Chapter 15 — Markets and Intermediaries
Part V · The Supply Desk · Week 14
K→𝒢→Q→Ξ
Who keeps the roads. Intermediaries supply transformation — they sell distance — and the concentration that makes them efficient is the same concentration that makes the system fragile.
Learning objectives
- LOS 15.2 — Characterize the intermediary’s product: selling distance.
- LOS 15.3 — State and prove the Concentration–Fragility Theorem.

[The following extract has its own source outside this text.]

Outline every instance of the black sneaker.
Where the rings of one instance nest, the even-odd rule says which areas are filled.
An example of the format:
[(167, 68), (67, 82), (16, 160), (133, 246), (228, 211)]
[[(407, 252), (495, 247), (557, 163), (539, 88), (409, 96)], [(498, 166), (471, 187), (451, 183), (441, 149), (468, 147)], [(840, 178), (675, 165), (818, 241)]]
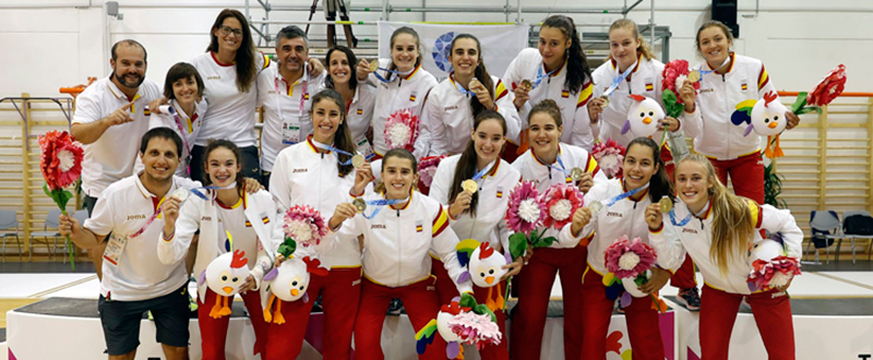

- LOS 15.6 — Analyze algorithmic intermediaries and the migration of moats.
The laboratory module
Module 15 — The Supply Desk. A moat meter, a concentration game, a zombie desk, and a venue chooser.
The four keepers (Appendix B.6). Each keeper’s fee is bounded by a named second-best:
| Keeper | Product | House number | Bounded by |
|---|---|---|---|
| law firm | menu (SPV suite) | fee ≤ 4 | laminarized menu → 0 |
| arranger | route (program) | moat 0.4–0.6 | sponsor-sale distance |
| dealer / AMM | standing | 0.15 / 0.30 | each other, state by state |
| advisor | awareness | fee ≤ 3.40 | seller’s next-best process |
The advisor’s bound of 3.40 is the conversion value of the auction at the interior optimal field \(n^*=4\): manufactured competition converts 3.40 of the champion buyer’s 5.5 awareness rent into the seller’s price. Summed, the keepers’ fees answer, from the supply side, Chapter 1’s question of where the 5.5 lives.
Guided experiments
- Find the route with the largest moat and name its second-best alternative.
- Move the scope dial until the efficient configuration’s concentration crosses 0.5, and price the planner’s preferred allocation.
- Price the four keepers of the signature network and reproduce their bounds.